How much money is 500 subscribers on Twitch?
500 Twitch subscribers works out to roughly $1,248 – $1,747 per month. The math is simple: each Tier 1 sub costs viewers $4.99, and a standard affiliate or partner keeps 50% of that — about $2.50 per sub. Hitting 500 subs is an early milestone, and it's also where bits, hype trains, and Prime subs start meaningfully padding the total.
Run your own numbers
The estimate above assumes every subscriber is on the base tier — adjust the mix and split below to match your channel.

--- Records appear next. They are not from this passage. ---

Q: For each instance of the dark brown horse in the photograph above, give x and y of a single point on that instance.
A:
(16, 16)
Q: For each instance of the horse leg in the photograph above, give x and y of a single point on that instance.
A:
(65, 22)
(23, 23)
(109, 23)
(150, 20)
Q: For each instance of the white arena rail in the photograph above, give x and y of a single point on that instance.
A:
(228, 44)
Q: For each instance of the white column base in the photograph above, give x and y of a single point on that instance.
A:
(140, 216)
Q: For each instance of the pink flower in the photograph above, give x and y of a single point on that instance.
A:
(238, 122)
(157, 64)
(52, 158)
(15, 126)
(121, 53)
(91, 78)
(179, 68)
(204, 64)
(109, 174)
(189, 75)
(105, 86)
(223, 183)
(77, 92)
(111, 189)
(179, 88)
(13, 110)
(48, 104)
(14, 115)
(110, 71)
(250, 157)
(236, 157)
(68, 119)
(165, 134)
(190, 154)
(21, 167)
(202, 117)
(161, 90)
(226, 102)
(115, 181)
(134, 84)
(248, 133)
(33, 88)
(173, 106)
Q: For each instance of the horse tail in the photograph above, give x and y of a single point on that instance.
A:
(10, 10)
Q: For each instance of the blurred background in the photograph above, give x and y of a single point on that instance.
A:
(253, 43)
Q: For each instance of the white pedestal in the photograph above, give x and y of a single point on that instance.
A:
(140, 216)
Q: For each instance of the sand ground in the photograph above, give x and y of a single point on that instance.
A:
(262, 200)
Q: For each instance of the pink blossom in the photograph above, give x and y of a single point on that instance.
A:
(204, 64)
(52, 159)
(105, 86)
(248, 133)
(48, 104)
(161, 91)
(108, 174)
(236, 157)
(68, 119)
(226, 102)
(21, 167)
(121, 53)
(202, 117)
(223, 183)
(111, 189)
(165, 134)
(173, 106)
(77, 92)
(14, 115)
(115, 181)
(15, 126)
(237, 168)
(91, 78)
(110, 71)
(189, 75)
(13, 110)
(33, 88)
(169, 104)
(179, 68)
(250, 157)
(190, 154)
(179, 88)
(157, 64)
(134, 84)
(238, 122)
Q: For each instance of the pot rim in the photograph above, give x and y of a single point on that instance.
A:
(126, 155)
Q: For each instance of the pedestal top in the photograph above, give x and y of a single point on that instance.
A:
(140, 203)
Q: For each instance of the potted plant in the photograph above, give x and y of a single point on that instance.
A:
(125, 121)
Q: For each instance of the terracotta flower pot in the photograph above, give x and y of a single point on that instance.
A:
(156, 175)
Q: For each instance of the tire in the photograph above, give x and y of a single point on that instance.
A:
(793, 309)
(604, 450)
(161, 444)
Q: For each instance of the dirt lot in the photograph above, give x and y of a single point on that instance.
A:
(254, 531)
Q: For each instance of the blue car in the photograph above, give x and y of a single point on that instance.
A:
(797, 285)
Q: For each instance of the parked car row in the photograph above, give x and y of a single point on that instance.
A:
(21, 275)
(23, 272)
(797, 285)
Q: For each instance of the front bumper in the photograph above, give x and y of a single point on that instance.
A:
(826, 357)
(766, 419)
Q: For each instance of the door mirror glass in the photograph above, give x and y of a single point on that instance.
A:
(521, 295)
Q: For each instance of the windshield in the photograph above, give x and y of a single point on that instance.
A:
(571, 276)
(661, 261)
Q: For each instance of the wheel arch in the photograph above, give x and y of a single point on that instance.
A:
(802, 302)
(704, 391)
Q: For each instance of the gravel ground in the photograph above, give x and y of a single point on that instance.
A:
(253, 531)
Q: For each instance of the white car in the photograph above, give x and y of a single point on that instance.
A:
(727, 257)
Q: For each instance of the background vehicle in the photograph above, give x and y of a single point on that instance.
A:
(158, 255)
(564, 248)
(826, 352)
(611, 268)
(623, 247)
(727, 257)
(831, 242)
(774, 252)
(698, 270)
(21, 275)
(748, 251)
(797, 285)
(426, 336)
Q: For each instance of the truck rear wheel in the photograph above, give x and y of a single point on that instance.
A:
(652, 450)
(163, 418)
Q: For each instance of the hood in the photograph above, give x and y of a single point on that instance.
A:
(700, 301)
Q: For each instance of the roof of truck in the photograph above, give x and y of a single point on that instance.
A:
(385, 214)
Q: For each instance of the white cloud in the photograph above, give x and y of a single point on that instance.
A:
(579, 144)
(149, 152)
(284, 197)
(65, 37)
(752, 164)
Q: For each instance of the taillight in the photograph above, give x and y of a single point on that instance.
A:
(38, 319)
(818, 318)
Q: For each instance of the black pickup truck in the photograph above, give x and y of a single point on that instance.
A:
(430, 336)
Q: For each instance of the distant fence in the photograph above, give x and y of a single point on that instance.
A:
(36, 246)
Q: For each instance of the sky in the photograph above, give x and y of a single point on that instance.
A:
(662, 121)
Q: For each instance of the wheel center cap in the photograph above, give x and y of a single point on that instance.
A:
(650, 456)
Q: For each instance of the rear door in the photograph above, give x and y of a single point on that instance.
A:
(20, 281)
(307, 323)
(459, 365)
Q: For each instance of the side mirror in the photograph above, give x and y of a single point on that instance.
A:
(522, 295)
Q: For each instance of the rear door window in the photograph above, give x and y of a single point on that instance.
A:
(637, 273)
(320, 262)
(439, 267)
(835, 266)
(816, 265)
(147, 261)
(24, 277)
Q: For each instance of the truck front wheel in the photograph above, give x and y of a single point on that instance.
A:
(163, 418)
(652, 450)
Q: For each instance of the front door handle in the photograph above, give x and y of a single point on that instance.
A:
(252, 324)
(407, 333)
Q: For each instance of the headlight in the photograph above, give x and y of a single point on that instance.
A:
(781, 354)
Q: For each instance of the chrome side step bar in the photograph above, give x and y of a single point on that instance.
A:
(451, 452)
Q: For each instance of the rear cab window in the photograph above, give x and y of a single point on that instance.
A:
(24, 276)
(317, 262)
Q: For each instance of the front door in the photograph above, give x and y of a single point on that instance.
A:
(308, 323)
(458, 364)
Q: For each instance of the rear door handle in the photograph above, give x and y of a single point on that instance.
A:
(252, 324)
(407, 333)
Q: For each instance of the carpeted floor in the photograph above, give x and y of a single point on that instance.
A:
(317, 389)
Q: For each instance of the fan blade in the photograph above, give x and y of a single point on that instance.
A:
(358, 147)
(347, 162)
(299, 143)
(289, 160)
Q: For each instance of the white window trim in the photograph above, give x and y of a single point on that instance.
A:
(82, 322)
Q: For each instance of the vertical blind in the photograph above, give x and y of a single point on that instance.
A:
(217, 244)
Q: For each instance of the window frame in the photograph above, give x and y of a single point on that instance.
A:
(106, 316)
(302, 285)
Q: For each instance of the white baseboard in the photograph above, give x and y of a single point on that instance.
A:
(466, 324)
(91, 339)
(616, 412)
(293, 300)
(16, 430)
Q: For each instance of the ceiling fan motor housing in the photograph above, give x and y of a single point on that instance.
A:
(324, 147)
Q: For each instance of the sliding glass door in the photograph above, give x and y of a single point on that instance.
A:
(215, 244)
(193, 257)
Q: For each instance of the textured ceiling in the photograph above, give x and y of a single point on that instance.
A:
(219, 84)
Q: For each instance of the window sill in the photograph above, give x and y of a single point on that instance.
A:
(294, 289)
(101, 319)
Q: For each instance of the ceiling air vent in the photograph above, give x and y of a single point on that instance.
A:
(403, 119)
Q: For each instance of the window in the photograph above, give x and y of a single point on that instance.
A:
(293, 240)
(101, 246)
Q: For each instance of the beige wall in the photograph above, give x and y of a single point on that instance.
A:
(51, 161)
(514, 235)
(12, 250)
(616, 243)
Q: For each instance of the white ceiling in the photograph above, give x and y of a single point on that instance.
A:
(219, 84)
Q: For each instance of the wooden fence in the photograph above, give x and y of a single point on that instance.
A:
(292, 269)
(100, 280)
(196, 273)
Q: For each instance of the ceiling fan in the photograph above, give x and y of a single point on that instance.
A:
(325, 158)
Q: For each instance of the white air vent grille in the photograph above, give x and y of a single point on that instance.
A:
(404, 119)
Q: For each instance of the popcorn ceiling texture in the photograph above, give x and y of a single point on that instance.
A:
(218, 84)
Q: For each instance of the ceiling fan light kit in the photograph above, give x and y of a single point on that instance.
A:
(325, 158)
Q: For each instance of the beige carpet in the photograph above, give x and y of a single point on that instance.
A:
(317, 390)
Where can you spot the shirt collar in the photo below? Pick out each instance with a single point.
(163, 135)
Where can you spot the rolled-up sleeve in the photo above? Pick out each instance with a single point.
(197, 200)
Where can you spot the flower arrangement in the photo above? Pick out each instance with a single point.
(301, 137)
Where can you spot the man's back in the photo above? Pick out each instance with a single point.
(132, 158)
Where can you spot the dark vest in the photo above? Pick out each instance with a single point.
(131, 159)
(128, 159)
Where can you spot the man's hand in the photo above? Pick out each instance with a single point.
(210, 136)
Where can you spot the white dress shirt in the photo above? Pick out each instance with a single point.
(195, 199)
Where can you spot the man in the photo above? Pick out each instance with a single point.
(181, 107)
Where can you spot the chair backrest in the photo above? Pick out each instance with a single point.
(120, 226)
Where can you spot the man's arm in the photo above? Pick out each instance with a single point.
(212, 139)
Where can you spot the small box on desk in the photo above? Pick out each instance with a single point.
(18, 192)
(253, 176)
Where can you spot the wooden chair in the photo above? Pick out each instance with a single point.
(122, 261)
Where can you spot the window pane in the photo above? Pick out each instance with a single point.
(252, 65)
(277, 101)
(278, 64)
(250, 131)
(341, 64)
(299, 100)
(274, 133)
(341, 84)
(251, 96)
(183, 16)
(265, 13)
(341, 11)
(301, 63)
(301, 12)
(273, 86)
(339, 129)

Twitch earnings calculator
- Tier 1 subs (500 × $4.99 × 50%) $1,248
Subs are the backbone, but bits, hype trains, and ads stack on top — and Prime Gaming subs pay out like Tier 1 without costing your viewers anything extra.
Other Twitch milestones
- 100 subscribers ≈ $250 – $349
- 1,000 subscribers ≈ $2,495 – $3,493
- 5,000 subscribers ≈ $12,475 – $17,465
- 10,000 subscribers ≈ $24,950 – $34,930
- 50,000 subscribers ≈ $124,750 – $174,650
- 100,000 subscribers ≈ $249,500 – $349,300
Frequently asked questions
How much is 500 Twitch subs per month?
Approximately $1,248 – $1,747 per month if they're all Tier 1 ($4.99) subs. On the standard 50/50 split the creator keeps about $2.50 per sub; Partner Plus streamers keep 70%.
What's the Twitch sub split in 2026?
Standard affiliates and partners keep 50% of net sub revenue. Streamers who qualify for Partner Plus keep 70% (up to a revenue cap). Tier 2 and Tier 3 subs ($9.99 and $24.99) follow the same split but pay out proportionally more.
Do bits and ads add much on top of 500 subs?
They can. Each bit cheered is worth $0.01 to the creator, and ad revenue runs roughly $3.50–$10.00 CPM before the split. Active chat communities often add 20–40% on top of sub income through bits and hype trains.
Is 500 subscribers enough to stream full-time?
At $1,248+ per month from subs alone, it is a side-income milestone — most full-time streamers combine subs at this level with a growing clip channel, sponsors, and donations.